Salman also endorses Dixy Scot, a brand of vests. This commercial too is unabashedly Salman Khan. The whole set-up and the final integration of the brand into narrative is crafted to only enhance Salman’s appeal. Did it work? Would it have worked better if the brand had a stronger idea built on the right insight?

Hritik can dance, but can it make the brand dance?

Like Salman, Hrithik is a busy endorser. He endorses a luxury watch brand, a mid-priced smartphone brand, a private label clothing brand, a computer brand, a computer chip maker and a detergent.


Nirma made a pretty bold move to bring Hrithik on board as endorser. As their first ever celebrity endorser, the brand had a winner on hand. He could break the category codes, break some stereotypes, become the brand of millennials like it became the brand for the emerging Indians in the 80s. Hrithik can dance, and Nirma discovered he can dance extremely well. Did the brand dance to the tunes of its endorser eventually or the endorser added a huge value back to the brand? Nirma did get the endorser who is popular, but as a brand failed to build the narrative that came from the core if the brand. The celebrity took over, the ad broke no new ground for the celebrity, nor did it recraft the image of Nirma. Letting Hrithik’s move take over the narrative made the ad under-branded.

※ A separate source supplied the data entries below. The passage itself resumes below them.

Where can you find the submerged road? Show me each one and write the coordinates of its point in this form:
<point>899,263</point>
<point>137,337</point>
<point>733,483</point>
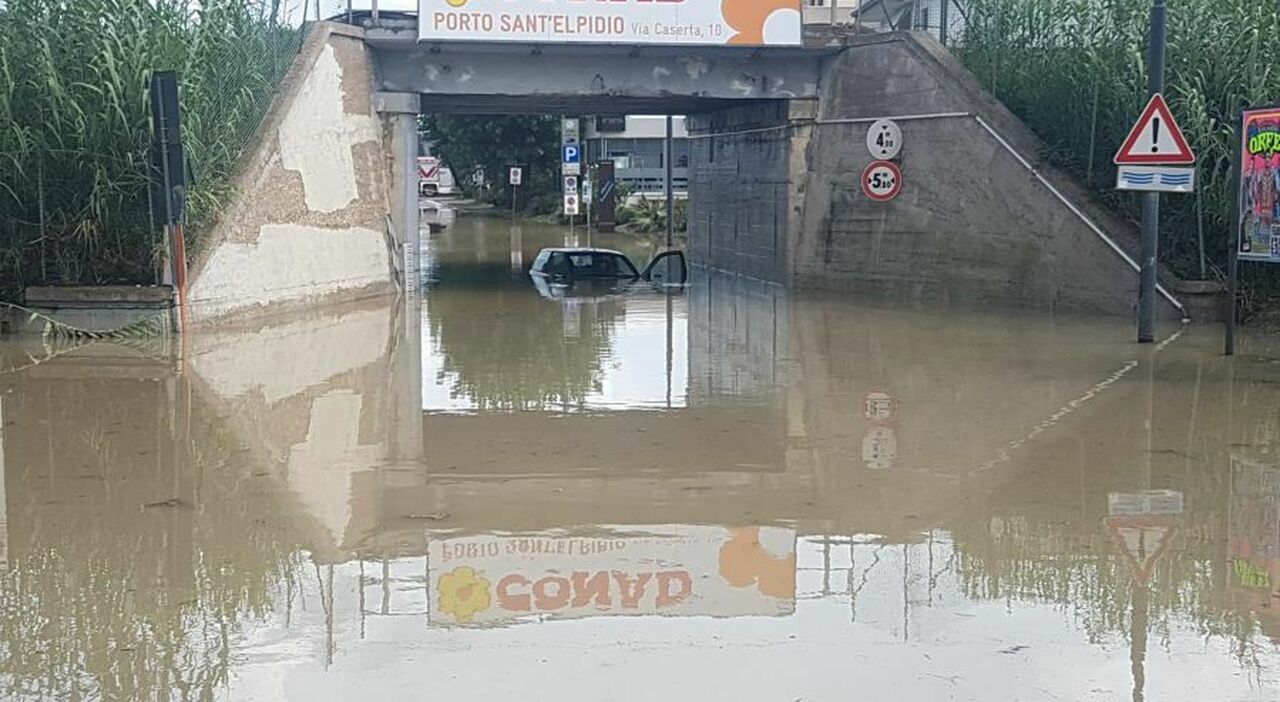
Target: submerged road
<point>730,492</point>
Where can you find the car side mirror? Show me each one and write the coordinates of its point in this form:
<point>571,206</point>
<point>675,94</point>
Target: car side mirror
<point>667,268</point>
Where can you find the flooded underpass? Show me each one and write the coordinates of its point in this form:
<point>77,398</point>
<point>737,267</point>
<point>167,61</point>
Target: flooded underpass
<point>722,492</point>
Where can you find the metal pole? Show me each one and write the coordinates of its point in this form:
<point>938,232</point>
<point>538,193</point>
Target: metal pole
<point>671,195</point>
<point>1150,249</point>
<point>942,22</point>
<point>1233,245</point>
<point>1233,272</point>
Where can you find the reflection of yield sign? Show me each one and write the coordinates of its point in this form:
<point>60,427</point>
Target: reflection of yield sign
<point>1142,525</point>
<point>1142,541</point>
<point>882,181</point>
<point>878,406</point>
<point>1156,138</point>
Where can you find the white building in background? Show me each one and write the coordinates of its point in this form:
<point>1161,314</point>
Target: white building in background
<point>635,146</point>
<point>888,16</point>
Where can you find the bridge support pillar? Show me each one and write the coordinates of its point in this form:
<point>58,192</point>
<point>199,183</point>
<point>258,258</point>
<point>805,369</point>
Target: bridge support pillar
<point>398,112</point>
<point>746,185</point>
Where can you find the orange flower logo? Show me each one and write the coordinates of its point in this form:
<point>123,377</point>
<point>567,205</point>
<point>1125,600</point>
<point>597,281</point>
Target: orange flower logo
<point>464,592</point>
<point>744,563</point>
<point>748,18</point>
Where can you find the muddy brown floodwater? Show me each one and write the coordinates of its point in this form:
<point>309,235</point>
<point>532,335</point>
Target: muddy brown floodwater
<point>723,493</point>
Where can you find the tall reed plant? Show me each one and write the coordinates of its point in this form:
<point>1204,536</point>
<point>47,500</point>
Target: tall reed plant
<point>1075,71</point>
<point>74,123</point>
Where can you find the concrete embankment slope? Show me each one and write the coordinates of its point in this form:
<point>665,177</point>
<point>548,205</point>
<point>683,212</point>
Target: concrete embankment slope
<point>309,219</point>
<point>979,218</point>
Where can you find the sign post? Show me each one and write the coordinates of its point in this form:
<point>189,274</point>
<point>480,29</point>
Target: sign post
<point>1257,235</point>
<point>513,177</point>
<point>1150,247</point>
<point>1155,158</point>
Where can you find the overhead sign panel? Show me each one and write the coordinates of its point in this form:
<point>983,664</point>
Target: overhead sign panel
<point>630,22</point>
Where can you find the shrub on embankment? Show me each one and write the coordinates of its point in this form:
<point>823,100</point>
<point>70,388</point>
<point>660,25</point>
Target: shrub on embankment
<point>74,124</point>
<point>1075,71</point>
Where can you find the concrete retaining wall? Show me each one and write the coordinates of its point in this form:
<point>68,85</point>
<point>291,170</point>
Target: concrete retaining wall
<point>972,223</point>
<point>746,173</point>
<point>309,220</point>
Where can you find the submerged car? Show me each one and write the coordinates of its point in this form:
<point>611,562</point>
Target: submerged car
<point>570,264</point>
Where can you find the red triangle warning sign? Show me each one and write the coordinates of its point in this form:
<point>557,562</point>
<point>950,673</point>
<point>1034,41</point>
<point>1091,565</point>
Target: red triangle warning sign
<point>1156,138</point>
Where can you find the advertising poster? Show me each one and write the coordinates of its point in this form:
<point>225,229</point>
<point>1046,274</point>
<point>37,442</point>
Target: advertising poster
<point>667,570</point>
<point>631,22</point>
<point>1260,186</point>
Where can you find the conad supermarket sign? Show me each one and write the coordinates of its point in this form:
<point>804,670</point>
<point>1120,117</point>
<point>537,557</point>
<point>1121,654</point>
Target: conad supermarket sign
<point>686,22</point>
<point>670,570</point>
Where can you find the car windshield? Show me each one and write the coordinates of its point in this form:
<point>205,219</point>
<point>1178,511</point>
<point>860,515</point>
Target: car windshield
<point>594,264</point>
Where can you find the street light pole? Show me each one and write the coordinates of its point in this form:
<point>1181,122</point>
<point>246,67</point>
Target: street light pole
<point>1150,249</point>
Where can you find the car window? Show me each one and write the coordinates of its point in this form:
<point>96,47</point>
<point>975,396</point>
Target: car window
<point>557,264</point>
<point>600,265</point>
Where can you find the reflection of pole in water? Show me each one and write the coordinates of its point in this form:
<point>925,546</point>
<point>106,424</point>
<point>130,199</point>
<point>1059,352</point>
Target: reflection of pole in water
<point>668,351</point>
<point>1141,597</point>
<point>517,253</point>
<point>906,611</point>
<point>4,511</point>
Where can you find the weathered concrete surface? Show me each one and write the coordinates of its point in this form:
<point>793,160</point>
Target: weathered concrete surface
<point>309,219</point>
<point>972,223</point>
<point>746,176</point>
<point>97,308</point>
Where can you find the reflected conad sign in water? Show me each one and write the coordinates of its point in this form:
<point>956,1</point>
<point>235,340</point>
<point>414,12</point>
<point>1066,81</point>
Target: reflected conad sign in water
<point>684,22</point>
<point>668,570</point>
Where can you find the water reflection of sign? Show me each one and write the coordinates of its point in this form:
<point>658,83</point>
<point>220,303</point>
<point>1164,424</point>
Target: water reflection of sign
<point>1142,525</point>
<point>1253,529</point>
<point>878,406</point>
<point>1260,186</point>
<point>880,442</point>
<point>880,447</point>
<point>668,570</point>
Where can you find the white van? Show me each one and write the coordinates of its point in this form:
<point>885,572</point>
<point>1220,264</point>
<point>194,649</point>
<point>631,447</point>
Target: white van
<point>434,178</point>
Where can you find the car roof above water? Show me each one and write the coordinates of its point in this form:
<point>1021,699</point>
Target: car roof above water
<point>581,250</point>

Nirma could have done far better if their core proposition of value for the hard-nosed homemaker was kept in sharper focus.

SRK has his own style of ad narratives

He has been selling Hyundai successfully for almost 20years. He has had a phenomenal run with them. He also has been selling many other brands, some very well, and some not so well. In between all this he has built a style that is uniquely SRK but does very little for the brands he endorses.


Take this ad from Dubai Tourism. He becomes the host for guest sharing ‘his unique perspective on Dubai’. Yes, that is the official version from the tourism board. He adds a Bollywood kind of hero worship to the whole showcase of Dubai, but what does he do anything beyond that? Dubai is already a very vibrant and in-demand destination; so is SRK doing anything that makes Dubai extra desirable? The whole promise of #BeMyGuest actually sounds very large, for Dubai has almost made him sound like the ruler of the state! If anything SRK needs to be congratulated for becoming bigger than a state in the game of endorsement.

While these are some examples of how celebrities and brands are not matching each other and not building a symbiotic relationship, there are many brands that have done this partnership extremely successfully.

Brands need to be careful, especially when they are signing up a very big star to endorse the brand. The celebrity can effortlessly become bigger than the brand. This worked with the pre-millennial generation; the millennials are hardnosed consumers and are less likely to fall to only the charm of endorser, especially when the endorsers sell many brands.